Stamas requests meeting with DEQ, USDA on long-term solution to contaminated Oscoda well water

Sen. Jim Stamas

Sen. Jim Stamas

LANSING, Mich. — Sen. Jim Stamas on Thursday sent a letter to Michigan Department of Environmental Quality (DEQ) Director Keith Creagh requesting a meeting with the DEQ, the U.S. Department of Agriculture Rural Development Office and U.S. Rep. Dan Kildee to discuss possible state and federal funding to address contaminated well water near the former Wurtsmith Air Force Base.

“I am working on both short- and long-term solutions for affected residents,” said Stamas, R-Midland. “The federal government caused this problem and they need to be held accountable, and I have already introduced legislation to require the U.S. Air Force to fix the water safety problem that they caused.

“However, I believe the next step is to meet with state and federal officials to talk about funding options that may lead to a long-term solution.”

Earlier this year, the U.S. Air Force and the DEQ sent some homeowners near the former Wurtsmith Air Force Base letters concerning tests of their well water. The tests indicated that perfluorinated compounds (PFCs) were present in the water.

The Michigan Department of Health and Human Services (DHHS) followed up with a letter recommending impacted residents avoid drinking their well water or using it for cooking. The DHHS held a public open house and meeting in Oscoda on March 23 to discuss the situation.

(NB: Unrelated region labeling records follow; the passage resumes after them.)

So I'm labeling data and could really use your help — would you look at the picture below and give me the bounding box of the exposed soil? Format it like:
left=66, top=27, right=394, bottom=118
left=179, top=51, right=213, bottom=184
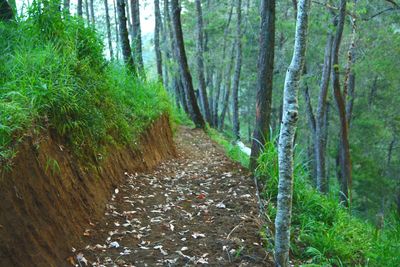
left=0, top=116, right=176, bottom=267
left=69, top=128, right=273, bottom=266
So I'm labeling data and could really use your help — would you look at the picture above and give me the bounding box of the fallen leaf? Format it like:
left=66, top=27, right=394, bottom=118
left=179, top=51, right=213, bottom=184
left=108, top=241, right=119, bottom=248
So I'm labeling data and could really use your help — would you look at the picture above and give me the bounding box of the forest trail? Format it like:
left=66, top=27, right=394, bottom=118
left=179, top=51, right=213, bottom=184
left=75, top=127, right=273, bottom=266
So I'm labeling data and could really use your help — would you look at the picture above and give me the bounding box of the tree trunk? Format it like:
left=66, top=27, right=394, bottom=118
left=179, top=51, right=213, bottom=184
left=90, top=0, right=95, bottom=25
left=275, top=0, right=310, bottom=267
left=64, top=0, right=71, bottom=13
left=164, top=0, right=184, bottom=111
left=125, top=0, right=136, bottom=38
left=113, top=0, right=120, bottom=59
left=154, top=0, right=163, bottom=82
left=250, top=0, right=275, bottom=171
left=76, top=0, right=83, bottom=18
left=196, top=0, right=212, bottom=125
left=331, top=0, right=351, bottom=206
left=232, top=0, right=242, bottom=140
left=104, top=0, right=114, bottom=59
left=302, top=76, right=317, bottom=181
left=314, top=33, right=333, bottom=193
left=171, top=0, right=205, bottom=128
left=131, top=0, right=144, bottom=73
left=0, top=0, right=14, bottom=21
left=218, top=45, right=235, bottom=131
left=212, top=2, right=233, bottom=127
left=117, top=0, right=136, bottom=75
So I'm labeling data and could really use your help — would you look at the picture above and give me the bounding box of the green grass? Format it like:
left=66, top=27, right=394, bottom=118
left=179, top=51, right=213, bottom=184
left=0, top=3, right=171, bottom=166
left=203, top=129, right=400, bottom=267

“The PFCs in the well water were caused by firefighting foams used at the Air Force base when it was in operation,” Stamas said. “While my legislation would help residents by forcing the Air Force to supply an access to safe water, I must also continue to look for a long-term solution for the Wurtsmith site and its impacted neighbors.”

Senate Bill 950 would require the U.S. Armed Forces responsible for an active or inactive military base to connect homeowners near a base to a safe, community water system if the DHHS has issued a drinking water advisory for the area and the U.S. Armed Forces acknowledges that the subject of the advisory migrated from a military base and is present in the groundwater.